It is funny though. Both Kovalev and Lecavalier are booed in Montreal. Kovalev because he has so much mystery talent and such a big heart for the city and those who need a hand, and Lecavalier because his foundation works in Rimouski (kidding) as well as Tampa Bay.
Hockey is a great game, with great players who give so much back. Guys like Crosby, Kovalev, Lecavalier, Lemieux, well the list just goes on forever. So some marketing minions figure out a way to sell another beer. That is what those guys do, figure out how to get another buck out of your pockets.
Meanwhile, back in the trenches, the class guys are doing what class guys always do, quietly, effectively, and going public only when they need more help to do it. That J.T. ma belle, is why you love hockey.
New
I think it would have been great if they had let us continue to think that Andrei was doing it by himself, and if the next person did it as well - it would have been like passing a torch - not stealing his thunder. And Andrei's english isn't good enough for /him/ to explain that it wasn't his idea, so if the marketers hadn't outed themselves, I'm sure we wouldn't have known.
As for Ice Girls, I like that we don't have them. I like that we don't need them.

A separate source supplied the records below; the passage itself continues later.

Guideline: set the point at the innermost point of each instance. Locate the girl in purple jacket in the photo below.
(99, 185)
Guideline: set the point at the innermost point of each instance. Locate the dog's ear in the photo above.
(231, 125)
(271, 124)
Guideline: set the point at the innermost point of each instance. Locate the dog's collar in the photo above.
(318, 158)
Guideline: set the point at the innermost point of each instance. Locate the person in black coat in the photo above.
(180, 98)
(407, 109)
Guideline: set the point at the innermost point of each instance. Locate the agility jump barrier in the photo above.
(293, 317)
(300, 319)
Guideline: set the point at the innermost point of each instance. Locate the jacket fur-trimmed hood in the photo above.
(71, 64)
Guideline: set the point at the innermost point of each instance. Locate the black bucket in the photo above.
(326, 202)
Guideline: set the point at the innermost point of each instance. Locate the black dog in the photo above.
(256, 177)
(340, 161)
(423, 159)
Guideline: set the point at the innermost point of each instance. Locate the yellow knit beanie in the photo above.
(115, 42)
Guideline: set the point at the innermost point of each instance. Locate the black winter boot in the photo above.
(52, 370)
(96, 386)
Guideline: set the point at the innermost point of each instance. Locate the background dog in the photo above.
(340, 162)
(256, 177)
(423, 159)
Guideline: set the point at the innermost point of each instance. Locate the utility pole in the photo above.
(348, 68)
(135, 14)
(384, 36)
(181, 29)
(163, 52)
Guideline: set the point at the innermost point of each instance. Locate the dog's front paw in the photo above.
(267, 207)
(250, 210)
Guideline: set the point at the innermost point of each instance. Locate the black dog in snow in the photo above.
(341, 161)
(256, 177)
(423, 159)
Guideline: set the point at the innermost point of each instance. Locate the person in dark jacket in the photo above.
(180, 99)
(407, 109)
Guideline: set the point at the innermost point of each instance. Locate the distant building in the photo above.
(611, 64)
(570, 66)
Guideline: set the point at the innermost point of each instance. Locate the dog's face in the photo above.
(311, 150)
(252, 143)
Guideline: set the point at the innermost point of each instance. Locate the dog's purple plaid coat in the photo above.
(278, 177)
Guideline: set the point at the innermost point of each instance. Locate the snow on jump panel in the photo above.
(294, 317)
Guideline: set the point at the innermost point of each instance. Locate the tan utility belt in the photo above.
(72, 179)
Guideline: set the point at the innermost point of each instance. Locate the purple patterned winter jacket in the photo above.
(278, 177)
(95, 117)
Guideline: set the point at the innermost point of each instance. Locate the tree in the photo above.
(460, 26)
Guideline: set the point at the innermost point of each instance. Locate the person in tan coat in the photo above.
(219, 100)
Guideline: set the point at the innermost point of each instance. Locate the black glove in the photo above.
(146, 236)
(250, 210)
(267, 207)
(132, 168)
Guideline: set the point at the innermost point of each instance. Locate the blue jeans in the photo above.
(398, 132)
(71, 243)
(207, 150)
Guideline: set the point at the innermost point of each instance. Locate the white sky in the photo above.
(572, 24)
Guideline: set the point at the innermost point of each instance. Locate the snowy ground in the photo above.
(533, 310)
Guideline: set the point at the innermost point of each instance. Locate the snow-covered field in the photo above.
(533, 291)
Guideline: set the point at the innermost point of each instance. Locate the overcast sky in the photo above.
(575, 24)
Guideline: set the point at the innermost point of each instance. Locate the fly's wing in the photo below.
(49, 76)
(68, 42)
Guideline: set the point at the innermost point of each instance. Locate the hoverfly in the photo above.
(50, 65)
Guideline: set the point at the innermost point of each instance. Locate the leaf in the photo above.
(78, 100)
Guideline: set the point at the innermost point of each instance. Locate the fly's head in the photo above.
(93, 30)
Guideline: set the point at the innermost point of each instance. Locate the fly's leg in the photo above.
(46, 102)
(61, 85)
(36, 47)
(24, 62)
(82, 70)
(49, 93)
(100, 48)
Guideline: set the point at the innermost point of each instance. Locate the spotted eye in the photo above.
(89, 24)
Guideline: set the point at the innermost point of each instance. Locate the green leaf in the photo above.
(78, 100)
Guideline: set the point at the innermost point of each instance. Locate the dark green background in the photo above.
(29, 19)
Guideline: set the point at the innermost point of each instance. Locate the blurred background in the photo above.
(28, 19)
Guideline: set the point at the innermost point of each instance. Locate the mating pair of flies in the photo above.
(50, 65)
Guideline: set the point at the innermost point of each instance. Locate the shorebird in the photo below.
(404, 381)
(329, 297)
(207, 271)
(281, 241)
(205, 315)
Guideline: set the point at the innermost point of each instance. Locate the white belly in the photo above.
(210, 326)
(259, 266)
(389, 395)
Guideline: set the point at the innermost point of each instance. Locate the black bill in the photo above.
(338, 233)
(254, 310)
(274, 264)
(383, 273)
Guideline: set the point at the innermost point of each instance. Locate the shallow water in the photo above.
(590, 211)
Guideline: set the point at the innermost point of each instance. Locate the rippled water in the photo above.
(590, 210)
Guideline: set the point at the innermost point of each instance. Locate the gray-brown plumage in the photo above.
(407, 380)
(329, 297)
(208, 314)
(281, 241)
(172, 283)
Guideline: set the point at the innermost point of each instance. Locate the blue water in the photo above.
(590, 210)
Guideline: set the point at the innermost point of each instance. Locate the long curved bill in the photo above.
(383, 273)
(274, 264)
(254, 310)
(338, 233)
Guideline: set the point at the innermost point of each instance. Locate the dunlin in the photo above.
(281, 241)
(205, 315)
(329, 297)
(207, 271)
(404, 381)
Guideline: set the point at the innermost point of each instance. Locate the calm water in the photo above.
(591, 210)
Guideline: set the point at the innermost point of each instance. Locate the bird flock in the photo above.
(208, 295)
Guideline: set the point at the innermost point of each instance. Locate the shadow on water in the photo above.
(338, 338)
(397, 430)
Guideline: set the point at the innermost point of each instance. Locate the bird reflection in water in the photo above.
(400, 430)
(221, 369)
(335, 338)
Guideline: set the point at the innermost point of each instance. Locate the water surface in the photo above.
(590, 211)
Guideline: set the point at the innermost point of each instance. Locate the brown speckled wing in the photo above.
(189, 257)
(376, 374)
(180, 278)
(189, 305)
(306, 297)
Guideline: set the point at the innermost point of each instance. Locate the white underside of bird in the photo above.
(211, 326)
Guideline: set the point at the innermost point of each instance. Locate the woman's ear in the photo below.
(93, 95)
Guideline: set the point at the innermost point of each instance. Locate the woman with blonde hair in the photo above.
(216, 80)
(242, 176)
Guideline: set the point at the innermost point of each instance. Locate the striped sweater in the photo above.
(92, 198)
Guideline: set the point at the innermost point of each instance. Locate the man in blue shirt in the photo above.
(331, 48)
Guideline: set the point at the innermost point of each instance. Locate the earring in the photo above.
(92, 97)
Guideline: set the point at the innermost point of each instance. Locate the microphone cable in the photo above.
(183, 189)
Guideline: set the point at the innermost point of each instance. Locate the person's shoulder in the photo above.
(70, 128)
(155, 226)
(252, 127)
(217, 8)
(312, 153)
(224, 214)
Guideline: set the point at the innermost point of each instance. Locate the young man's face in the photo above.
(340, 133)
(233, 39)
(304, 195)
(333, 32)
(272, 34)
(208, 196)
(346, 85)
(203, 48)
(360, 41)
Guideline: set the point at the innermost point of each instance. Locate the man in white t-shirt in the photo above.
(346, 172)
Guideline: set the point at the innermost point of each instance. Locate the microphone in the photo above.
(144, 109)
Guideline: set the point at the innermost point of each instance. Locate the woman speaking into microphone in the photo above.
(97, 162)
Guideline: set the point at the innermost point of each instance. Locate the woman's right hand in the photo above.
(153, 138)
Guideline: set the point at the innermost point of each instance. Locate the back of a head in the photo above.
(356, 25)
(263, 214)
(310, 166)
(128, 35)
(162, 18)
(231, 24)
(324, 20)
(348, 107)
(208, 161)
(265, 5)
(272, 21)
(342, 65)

Nothing will take the place of the so-called 'Centennial' Season. Habs got their bad karma back in spades. I've never seen more marketing ploys in my life. If I never see another 'barber pole' jersey it won't be soon enough! The trouble is, the Habs are getting too good at it. I walk into the Habs' Zone and it might as well be a place of worship replete with any amount of merchandise to buy so I can display my loyalty on my sleeve. I look around my room and sometimes I do feel like a 'sucker'.
Other teams give the first star player a "custom" team stick to toss into the crowd (only one). I like the pucks. And it's nice to see them go for a skate. So long as they don't bring in the awkward "first star interview" with the Bell Center MC lady like they do in some of the USA rinks...
I disagree with you on this one JT. I think it's a great idea by the marketing dept for a very cost effective impact. What if it was two different Habs that were voted first star (eg. Plek then Price) and each threw the 3 pucks into the crowd, would you feel the same indignation toward the marketers?
Is it only because it was AK and we all wanted to see a change in him that you are up in arms? Also what if it was another player who was voted first star twice instead of AK, would you have been upset that the marketing dept announced it was a planned innitiative? I think it was the set of circumstances and made us all hope it was their idea because we wanted to believe they were finally the player we all expected him to be.
I think that it would be even more awkward if the marketing team didn't announce it and everyone just appeared to be following in AK's footsteps.